THE daily shrinkage report from the Freshman Office was of uncommon interest around the middle of last month, because the pre-matriculation figure for the Class of 1958 made it the largest entering class in Dartmouth's history. We have to go to press before the enrollment figures finally shake down, but it looks as though the 760 men who entered three years ago will still give the record to the Class of 1955, now embarking on its senior year. At something in excess of 750 men, the newest Dartmouth class will take second place away from 1956, which matriculated 745 men.
The crew-hatted and name-tagged members of 1958 took over the town a week before Convocation, to go through the rather strenuous registration and orientation period. Their long days were filled with meetings, interviews, examinations, physical tests, and conferences, leading up to the individual meetings with President Dickey at matriculation in the 1902 Room of Baker Library. The Sophomore Orientation Committee, established last year by the Undergraduate Council, was on hand all week to be helpful to the newcomers and to teach them some of the more spirited aspects of Dartmouth life. A few freshmen, who might have picked a more civilized hour, learned how to ring the chapel bells all by themselves.

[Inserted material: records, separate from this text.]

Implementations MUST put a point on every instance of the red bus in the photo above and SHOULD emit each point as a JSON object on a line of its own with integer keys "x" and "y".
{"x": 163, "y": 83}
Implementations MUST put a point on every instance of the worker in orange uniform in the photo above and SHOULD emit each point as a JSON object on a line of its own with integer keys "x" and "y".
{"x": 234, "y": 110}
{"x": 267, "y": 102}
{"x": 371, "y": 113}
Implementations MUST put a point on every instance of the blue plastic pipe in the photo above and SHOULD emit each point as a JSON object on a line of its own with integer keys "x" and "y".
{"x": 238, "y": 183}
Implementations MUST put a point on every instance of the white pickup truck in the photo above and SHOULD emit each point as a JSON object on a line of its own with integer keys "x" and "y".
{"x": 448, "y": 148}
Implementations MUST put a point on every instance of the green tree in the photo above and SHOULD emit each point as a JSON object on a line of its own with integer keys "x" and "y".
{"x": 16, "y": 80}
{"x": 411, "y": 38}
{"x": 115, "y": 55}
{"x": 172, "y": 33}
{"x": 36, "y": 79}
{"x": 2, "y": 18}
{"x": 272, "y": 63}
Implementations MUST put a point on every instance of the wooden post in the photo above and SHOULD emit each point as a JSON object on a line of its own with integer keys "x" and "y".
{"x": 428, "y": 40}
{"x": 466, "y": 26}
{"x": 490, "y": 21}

From a reliable faculty source, we pass along one freshman scene. A '58er and his mother emerge from a dorm, the freshman attired like so many of his classmates in tan chino pants, sports shirt, frosh hat, and gleaming white buck shoes. They start along the walk, but suddenly the boy halts and eyes a pile of dirt near one of the new student parking lots. Quickly he goes over, rubs dirt all over his new white bucks, and returns grinning to his mother. "Okay, let's go," he says. That was more fun, we imagine, than buying a pair of white bucks that now come already dirtied by the manufacturer.